Response to ABC Radio National Discussion on Computing and Literacy

Below is the response I gave to the radio transcript of a discussion around 'Computers and Literacy' given by a Brisbane teacher on ABC Radio National. I hope it doesn't read like I'm pontificating, but as it is very close to my area of study and my first paper is 'In Press' I felt obliged to respond. What with the protracted process of publication and the recent arrival of mini-me #2 it has been a long time between mentions of my research in this blog.

There are several aspects of Michael Callanan's discussion I agree with and a few I disagree with. Perhaps more importantly some points need to be expanded upon.

Michael in correct in stating that there is no unequivocal evidence linking computers with student performance. Hence there is all the more reason to perform further research. To this end the University of Wollongong is undertaking a massive study on behalf of the NSW Government looking at the deployment of the Digital Education Revolution in their schools. Similarly, myself and the University of Sydney are analysing the effects of the deployment in Sydney Catholic schools.
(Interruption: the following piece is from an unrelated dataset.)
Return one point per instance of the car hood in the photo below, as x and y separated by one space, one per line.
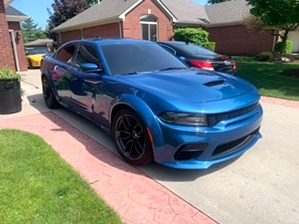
192 85
35 56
However, what is immediately apparent is that the wrong questions and suggested correlations are being stated. As Fullan (2011) remarks: “the notion that having a laptop computer or hand-held device for every student will make her or him smarter, or even more knowledgeable is pedagogically vapid…without pedagogy in the driver’s seat there is growing evidence that technology is better at driving us to distraction, and that the digital world of the child is detached from the world of the school”. Following on from Michael Callanan’s remarks on fetishism, it is not simply about having computers but rather what is done with them in the pedagogy - the art and science of teaching.
Expanding on Michael’s discussion, investment should not only be made in infrastructure but also in professional development and training. Importantly, there has to be a buy-in by ALL teachers (spread across the spectrum, labeled somewhat crudely by Rogers (1962) from ‘Innovators’ to ‘Laggards’). Teachers have a ‘moral imperative’ to attain and maintain the relevant skills for contemporary pedagogy including the use of technology in the classroom. Hence the onus is on the schools, systems and the teachers themselves. Some schools and systems can mandate professional development and the integration of technology in teaching practices however many cannot or do not, fearing the unions. Without a buy-in from teachers then laptops will go the way of interactive whiteboards and be primarily expensive white elephants although this time adding to greater distraction.
We should not be questioning the use of technology in the classroom it is simply there already and totally relevant to the world the students will graduate (or not) into. We should be encouraging students and teachers to create a positive digital footprint (it would be nice to be able to Google Michael). Common jargon in education circles like ‘21st Century Learning’ is unhelpful and outdated, we are 1/8 of the way through the 21st century. Technology is not only here to stay but is constantly changing. Humans, particularly teachers, hate change, however we must now prepare ourselves for working with continuous change.
Simon Crook, eLearning Adviser to 17 secondary schools in southwest Sydney (and not that long removed from the classroom).
Provocative aside – it’s very unpopular and unfashionable to say but smaller class sizes are not a proven measure of improvement and are potentially a very expensive red herring (Hattie, 2008).